Recentemente, a Abicalçados foi convidada para integrar o recém criado Grupo de Trabalho (GT) para o Combate ao Brasil Ilegal, uma iniciativa conjunta entre a CNI e Federações das Indústrias de todo o País. Farão parte do grupo, em que serão discutidos os problemas e soluções à pirataria, representantes do Governo Federal e do setor produtivo.
Prejuízos
O presidente-executivo da Abicalçados, Haroldo Ferreira, conta que os calçados falsificados produzidos no Brasil são desenvolvidos em galpões e estruturas clandestinas, com mão de obra informal, por trabalhadores que se submetem a trabalhos fora das regras celetistas e sem a segurança necessária, com a falsa esperança de melhores ganhos, visto que desconhecem os seus direitos trabalhistas. “Por outro lado, boa parte dos produtos piratas também são importados de países que possuem baixo nível de ratificação de padrões internacionais de trabalho estabelecidos nas Convenções da Organização Internacional do Trabalho (OIT)”, comenta. Segundo ele, enquanto o fabricante nacional segue padrões internacionais de trabalho, adequa-se a uma agenda ambiental e cumpre com todos os requisitos legais e tributários exigidos, os países, principalmente os asiáticos, comercializam seus produtos falsificados no Brasil sem o pagamento dos impostos, com preços abaixo dos praticados no mercado e sem respeitar as convenções da OIT e nem os mais básicos conceitos de sustentabilidade. “Além de ser uma concorrência desleal com o calçado nacional, esses produtos trazem problemas para o meio ambiente e direitos humanos, e ainda retiram empregos do País”, conclui o executivo.

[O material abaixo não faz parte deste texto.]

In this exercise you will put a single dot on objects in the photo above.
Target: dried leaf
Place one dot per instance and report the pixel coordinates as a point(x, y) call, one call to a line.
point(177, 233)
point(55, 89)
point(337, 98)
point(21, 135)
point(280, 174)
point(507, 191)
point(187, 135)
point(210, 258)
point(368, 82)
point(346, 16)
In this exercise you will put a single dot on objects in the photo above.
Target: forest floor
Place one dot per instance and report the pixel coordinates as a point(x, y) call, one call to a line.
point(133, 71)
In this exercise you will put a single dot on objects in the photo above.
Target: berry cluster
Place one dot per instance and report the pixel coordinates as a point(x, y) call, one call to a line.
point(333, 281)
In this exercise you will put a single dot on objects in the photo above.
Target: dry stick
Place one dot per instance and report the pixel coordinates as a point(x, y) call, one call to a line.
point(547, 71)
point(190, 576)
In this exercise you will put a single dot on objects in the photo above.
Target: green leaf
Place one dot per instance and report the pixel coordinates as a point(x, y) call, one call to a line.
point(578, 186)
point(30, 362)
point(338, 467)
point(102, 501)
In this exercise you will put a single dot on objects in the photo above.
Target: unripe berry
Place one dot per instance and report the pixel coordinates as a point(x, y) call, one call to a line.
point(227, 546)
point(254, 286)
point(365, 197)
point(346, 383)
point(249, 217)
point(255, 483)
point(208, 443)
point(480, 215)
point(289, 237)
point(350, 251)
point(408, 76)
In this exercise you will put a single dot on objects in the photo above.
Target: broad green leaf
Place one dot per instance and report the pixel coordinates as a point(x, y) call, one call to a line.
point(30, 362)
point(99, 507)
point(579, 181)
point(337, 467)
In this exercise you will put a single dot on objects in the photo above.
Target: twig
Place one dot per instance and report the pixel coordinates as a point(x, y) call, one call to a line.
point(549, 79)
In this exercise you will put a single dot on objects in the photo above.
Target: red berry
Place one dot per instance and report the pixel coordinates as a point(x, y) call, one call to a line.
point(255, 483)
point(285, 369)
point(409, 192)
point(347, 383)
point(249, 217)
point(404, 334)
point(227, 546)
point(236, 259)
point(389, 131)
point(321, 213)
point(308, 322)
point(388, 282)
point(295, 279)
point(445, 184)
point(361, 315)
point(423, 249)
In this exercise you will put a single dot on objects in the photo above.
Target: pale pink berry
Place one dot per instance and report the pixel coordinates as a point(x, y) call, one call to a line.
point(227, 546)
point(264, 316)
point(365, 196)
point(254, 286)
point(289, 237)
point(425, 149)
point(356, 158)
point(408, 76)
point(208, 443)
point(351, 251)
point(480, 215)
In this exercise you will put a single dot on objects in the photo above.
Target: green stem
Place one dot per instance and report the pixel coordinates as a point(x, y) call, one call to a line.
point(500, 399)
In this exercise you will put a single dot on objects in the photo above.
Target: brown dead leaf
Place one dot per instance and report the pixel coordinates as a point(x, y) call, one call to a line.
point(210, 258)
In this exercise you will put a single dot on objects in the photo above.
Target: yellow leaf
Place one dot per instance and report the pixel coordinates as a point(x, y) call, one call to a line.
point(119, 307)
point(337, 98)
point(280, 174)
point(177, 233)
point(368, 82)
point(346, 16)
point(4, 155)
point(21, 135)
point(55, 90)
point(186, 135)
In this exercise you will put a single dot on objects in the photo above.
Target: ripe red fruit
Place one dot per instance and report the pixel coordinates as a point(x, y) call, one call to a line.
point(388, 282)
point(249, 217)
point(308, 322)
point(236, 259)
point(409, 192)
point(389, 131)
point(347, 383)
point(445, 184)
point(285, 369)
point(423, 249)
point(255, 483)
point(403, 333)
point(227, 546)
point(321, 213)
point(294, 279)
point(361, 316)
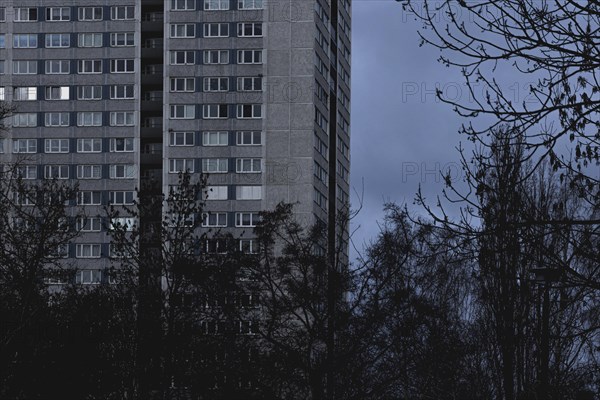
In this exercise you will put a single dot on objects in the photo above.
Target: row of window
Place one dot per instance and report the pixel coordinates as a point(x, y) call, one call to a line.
point(215, 165)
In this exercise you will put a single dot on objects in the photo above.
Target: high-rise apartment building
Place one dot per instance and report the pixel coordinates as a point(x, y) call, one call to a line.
point(117, 93)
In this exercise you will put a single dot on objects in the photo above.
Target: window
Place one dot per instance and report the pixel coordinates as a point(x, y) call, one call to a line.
point(25, 93)
point(57, 93)
point(215, 193)
point(248, 165)
point(219, 138)
point(122, 12)
point(121, 145)
point(183, 57)
point(89, 118)
point(25, 67)
point(250, 29)
point(122, 118)
point(219, 84)
point(216, 30)
point(24, 145)
point(89, 171)
point(214, 219)
point(90, 66)
point(57, 119)
point(182, 5)
point(121, 197)
point(89, 92)
point(249, 111)
point(181, 138)
point(58, 40)
point(246, 219)
point(250, 4)
point(89, 198)
point(249, 138)
point(123, 171)
point(248, 192)
point(177, 165)
point(90, 13)
point(57, 67)
point(90, 224)
point(249, 84)
point(89, 40)
point(89, 145)
point(215, 165)
point(183, 111)
point(56, 145)
point(249, 56)
point(25, 14)
point(25, 40)
point(183, 30)
point(216, 57)
point(212, 111)
point(58, 14)
point(183, 84)
point(210, 5)
point(25, 120)
point(27, 171)
point(122, 39)
point(56, 172)
point(122, 66)
point(121, 92)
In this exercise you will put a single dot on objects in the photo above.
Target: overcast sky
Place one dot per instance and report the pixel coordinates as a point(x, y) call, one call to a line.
point(401, 135)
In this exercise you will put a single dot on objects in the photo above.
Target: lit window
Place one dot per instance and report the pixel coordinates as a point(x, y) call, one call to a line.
point(215, 165)
point(183, 111)
point(25, 40)
point(246, 219)
point(248, 165)
point(58, 40)
point(183, 57)
point(214, 219)
point(25, 93)
point(177, 165)
point(248, 193)
point(89, 118)
point(25, 67)
point(24, 145)
point(250, 29)
point(249, 138)
point(210, 5)
point(249, 56)
point(123, 171)
point(181, 138)
point(57, 67)
point(56, 145)
point(217, 84)
point(89, 172)
point(90, 13)
point(249, 111)
point(25, 14)
point(57, 119)
point(57, 93)
point(89, 40)
point(89, 145)
point(216, 57)
point(56, 172)
point(216, 30)
point(58, 14)
point(214, 111)
point(122, 12)
point(183, 30)
point(89, 93)
point(121, 145)
point(122, 39)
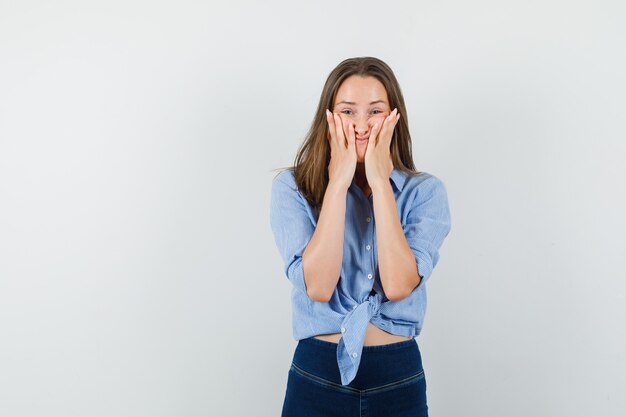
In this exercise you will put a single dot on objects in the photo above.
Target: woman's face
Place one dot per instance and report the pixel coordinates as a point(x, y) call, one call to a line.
point(363, 102)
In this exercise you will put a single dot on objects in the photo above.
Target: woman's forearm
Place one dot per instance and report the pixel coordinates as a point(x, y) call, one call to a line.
point(323, 256)
point(396, 262)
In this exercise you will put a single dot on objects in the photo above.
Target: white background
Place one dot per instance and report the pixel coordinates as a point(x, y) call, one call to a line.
point(138, 272)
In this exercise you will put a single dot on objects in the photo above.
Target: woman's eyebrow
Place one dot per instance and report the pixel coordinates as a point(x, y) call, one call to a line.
point(351, 102)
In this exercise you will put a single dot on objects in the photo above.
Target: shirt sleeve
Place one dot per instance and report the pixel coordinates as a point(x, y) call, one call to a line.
point(427, 225)
point(291, 225)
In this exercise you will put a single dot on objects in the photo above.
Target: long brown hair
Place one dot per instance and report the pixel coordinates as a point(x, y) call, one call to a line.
point(313, 157)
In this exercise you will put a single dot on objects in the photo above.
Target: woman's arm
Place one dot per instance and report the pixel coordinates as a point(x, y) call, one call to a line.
point(396, 262)
point(323, 256)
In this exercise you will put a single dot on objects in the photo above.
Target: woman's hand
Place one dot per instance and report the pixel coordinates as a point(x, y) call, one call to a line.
point(378, 162)
point(342, 153)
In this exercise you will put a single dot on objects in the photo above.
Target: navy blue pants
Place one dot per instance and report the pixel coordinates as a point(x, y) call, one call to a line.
point(390, 382)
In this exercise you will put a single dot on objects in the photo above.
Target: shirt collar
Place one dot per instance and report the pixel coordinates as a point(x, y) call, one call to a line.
point(398, 177)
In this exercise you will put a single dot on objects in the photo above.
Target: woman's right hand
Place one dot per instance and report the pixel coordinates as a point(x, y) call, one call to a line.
point(342, 153)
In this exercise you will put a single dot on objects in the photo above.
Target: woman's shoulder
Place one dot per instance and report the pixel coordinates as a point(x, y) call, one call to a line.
point(287, 177)
point(421, 178)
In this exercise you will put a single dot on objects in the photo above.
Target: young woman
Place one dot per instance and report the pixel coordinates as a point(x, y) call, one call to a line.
point(359, 231)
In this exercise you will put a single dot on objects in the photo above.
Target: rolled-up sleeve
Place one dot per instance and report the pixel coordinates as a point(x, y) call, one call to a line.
point(291, 225)
point(427, 225)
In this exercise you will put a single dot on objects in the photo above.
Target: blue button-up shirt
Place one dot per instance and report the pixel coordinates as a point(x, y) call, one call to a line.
point(359, 297)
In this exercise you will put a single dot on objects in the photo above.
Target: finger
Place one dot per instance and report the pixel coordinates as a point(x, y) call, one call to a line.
point(341, 139)
point(371, 141)
point(331, 128)
point(351, 137)
point(388, 125)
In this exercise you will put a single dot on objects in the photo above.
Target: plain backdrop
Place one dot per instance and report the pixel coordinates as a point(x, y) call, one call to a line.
point(138, 272)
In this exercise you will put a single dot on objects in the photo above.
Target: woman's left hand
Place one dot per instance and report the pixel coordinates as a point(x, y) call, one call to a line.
point(378, 162)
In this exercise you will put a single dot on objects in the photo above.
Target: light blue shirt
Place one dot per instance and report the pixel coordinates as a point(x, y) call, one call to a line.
point(359, 297)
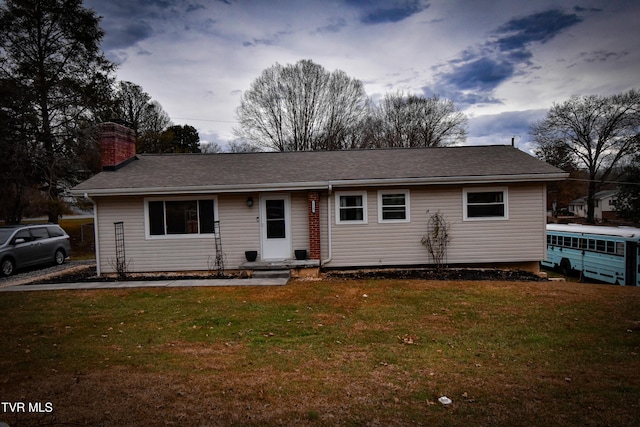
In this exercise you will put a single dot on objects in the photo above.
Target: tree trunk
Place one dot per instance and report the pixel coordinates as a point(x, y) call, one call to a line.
point(591, 200)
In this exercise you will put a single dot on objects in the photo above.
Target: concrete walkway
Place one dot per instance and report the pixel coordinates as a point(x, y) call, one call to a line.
point(279, 281)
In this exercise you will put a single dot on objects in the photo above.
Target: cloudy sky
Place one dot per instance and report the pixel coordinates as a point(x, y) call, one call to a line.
point(502, 62)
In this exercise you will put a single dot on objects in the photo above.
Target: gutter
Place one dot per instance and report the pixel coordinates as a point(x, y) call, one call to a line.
point(320, 185)
point(328, 259)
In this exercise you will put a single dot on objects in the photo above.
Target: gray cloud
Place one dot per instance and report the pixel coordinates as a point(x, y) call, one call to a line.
point(481, 69)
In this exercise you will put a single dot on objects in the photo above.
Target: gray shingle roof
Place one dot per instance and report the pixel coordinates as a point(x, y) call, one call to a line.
point(246, 171)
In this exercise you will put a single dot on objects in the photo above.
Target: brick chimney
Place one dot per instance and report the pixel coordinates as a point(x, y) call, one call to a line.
point(117, 145)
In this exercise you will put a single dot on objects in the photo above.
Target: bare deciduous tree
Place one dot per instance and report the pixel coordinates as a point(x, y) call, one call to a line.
point(415, 121)
point(301, 107)
point(596, 132)
point(51, 51)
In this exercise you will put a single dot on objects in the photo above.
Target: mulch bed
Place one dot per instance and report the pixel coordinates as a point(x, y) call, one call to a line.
point(89, 275)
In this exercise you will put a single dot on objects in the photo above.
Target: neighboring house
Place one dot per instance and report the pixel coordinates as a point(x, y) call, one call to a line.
point(605, 205)
point(364, 208)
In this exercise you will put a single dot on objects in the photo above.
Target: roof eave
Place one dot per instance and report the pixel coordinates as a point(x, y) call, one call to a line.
point(482, 179)
point(318, 185)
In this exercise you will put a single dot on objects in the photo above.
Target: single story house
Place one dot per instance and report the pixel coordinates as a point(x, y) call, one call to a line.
point(363, 208)
point(604, 209)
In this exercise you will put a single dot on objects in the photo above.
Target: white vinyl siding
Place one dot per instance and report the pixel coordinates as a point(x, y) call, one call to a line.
point(239, 232)
point(521, 238)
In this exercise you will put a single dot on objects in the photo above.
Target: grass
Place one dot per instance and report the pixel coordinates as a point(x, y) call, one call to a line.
point(321, 353)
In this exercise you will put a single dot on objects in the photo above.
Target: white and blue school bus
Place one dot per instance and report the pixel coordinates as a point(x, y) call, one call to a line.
point(606, 254)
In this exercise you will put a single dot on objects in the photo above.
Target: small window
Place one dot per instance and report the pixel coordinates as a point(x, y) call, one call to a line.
point(351, 207)
point(393, 206)
point(482, 204)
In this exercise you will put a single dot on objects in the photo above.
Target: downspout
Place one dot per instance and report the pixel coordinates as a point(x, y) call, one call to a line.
point(328, 259)
point(95, 233)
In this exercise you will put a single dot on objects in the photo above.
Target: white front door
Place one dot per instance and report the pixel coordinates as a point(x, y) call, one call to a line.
point(275, 226)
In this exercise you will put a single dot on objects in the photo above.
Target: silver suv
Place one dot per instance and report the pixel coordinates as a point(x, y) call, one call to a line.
point(27, 245)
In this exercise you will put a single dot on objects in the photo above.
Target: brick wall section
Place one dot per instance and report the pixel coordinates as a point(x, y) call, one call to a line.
point(117, 144)
point(314, 225)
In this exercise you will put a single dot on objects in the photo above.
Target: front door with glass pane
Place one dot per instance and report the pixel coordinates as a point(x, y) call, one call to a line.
point(275, 227)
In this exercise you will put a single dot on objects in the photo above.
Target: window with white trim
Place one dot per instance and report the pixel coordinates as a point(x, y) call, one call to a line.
point(179, 217)
point(485, 204)
point(393, 206)
point(351, 207)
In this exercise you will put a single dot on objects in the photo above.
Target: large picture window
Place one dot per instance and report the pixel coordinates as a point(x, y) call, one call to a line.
point(351, 207)
point(485, 204)
point(180, 217)
point(393, 206)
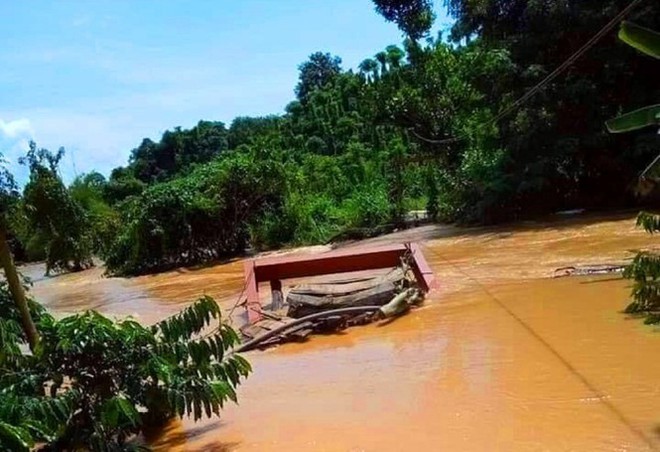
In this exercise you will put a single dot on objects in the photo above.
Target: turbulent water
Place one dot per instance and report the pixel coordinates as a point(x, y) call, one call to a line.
point(501, 356)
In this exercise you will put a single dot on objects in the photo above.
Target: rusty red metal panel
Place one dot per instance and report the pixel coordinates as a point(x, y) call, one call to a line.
point(252, 305)
point(327, 263)
point(348, 260)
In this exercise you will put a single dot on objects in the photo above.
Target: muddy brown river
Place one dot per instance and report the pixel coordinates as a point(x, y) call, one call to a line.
point(500, 357)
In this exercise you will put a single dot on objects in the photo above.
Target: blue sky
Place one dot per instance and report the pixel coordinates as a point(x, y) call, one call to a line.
point(98, 76)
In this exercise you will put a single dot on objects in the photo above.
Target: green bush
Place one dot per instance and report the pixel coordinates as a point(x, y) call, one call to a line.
point(94, 384)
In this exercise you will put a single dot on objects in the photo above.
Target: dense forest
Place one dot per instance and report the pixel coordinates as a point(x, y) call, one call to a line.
point(434, 123)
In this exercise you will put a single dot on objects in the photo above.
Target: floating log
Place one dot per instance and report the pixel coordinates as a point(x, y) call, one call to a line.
point(308, 299)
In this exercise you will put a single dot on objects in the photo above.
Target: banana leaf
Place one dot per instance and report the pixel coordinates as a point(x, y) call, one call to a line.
point(645, 40)
point(638, 119)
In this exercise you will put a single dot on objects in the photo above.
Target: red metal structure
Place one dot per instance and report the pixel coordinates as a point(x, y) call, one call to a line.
point(276, 269)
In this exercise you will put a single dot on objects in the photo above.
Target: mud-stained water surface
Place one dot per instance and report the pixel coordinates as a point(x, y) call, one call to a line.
point(501, 357)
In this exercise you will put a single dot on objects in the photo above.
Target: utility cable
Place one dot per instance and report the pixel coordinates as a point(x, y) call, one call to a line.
point(549, 78)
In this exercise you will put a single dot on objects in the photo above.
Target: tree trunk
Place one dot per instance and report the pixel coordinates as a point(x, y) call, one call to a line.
point(16, 289)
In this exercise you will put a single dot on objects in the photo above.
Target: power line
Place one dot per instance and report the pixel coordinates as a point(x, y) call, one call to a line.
point(550, 77)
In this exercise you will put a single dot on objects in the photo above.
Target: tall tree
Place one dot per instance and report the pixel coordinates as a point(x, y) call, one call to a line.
point(318, 71)
point(8, 196)
point(413, 17)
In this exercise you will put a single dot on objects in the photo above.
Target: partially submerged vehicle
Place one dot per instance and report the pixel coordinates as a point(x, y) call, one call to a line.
point(359, 285)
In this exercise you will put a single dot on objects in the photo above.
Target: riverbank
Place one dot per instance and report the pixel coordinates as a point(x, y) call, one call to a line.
point(500, 357)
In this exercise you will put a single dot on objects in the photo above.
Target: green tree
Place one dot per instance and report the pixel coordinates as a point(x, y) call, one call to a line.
point(318, 71)
point(413, 17)
point(56, 222)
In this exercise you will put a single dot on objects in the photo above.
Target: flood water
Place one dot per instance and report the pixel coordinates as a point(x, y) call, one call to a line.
point(501, 356)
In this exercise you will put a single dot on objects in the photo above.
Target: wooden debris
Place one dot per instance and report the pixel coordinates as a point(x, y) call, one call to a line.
point(307, 299)
point(583, 270)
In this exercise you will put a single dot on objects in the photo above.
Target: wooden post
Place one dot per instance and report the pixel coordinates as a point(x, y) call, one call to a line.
point(16, 289)
point(276, 294)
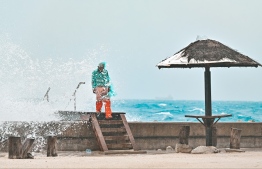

Receita: fechando o cerco no RS
A Receita Estadual do Rio Grande do Sul vem trabalhando fortemente na mitigação da pirataria de calçados. O auditor e delegado na 4ª Delegacia Regional de Novo Hamburgo/RS, Alcides Seiji Yano, conta que o crime da pirataria é muito difícil de ser combatido, pois as articulações se transformam ao longo do tempo. “Antes da pandemia de Covid-19, as vendas de produtos piratas se davam, sobretudo, em feiras itinerantes. Depois, passou a ter foco em pequenos comércios”, conta. Outra mudança, segundo o auditor, é que o Brasil deixou de ser um receptador de mercadorias ilegais contrabandeadas para se tornar um fabricante e distribuidor desses produtos, até mesmo para outros países.
Yano conta que, por ano, entram somente no Rio Grande do Sul mais de 2 milhões de pares de calçados falsificados, mais de 90% deles provenientes de Minas Gerais. “São fabricantes de características diferentes, com produtos que variam em qualidade desde falsificações facilmente identificáveis até produtos muito semelhantes com o calçado original”. Para facilitar a apreensão dos produtos, o auditor conta que a Receita tem trabalhado com uma maior integração com os agentes de interesse, entre eles a Polícia Civil e as empresas envolvidas. Outro ponto do modus operandi da Receita tem sido a interceptação do produto antes da sua pulverização nos pequenos comércios. “Estamos envidando esforços para integrar nossos agentes locais, Receita Estadual, Polícia Civil do Rio Grande do Sul e os representantes das marcas para que consigamos interceptar o maior volume de carga possível e quem sabe inviabilizar este comércio ilegal. No futuro, entendo que seria desejável e até possível uma integração da Polícia Civil do Rio Grande do Sul com Minas Gerais, visando coibir esta ilegalidade na sua origem”, comenta.
Quando uma marca tem produtos falsificados, Yano orienta que busque, em primeiro lugar, a Polícia Civil, para proceder com a apreensão dos produtos. Segundo ele, a Receita funciona mais como um serviço de inteligência, utilizando os dados provenientes de notas fiscais. “Os produtos vêm com NF, mas são notas de 10, 20 reais por tênis de marcas renomadas, por exemplo. Aí conseguimos articular com a Polícia a interceptação. Mas o caminho, no primeiro momento, deve ser a polícia”, conta.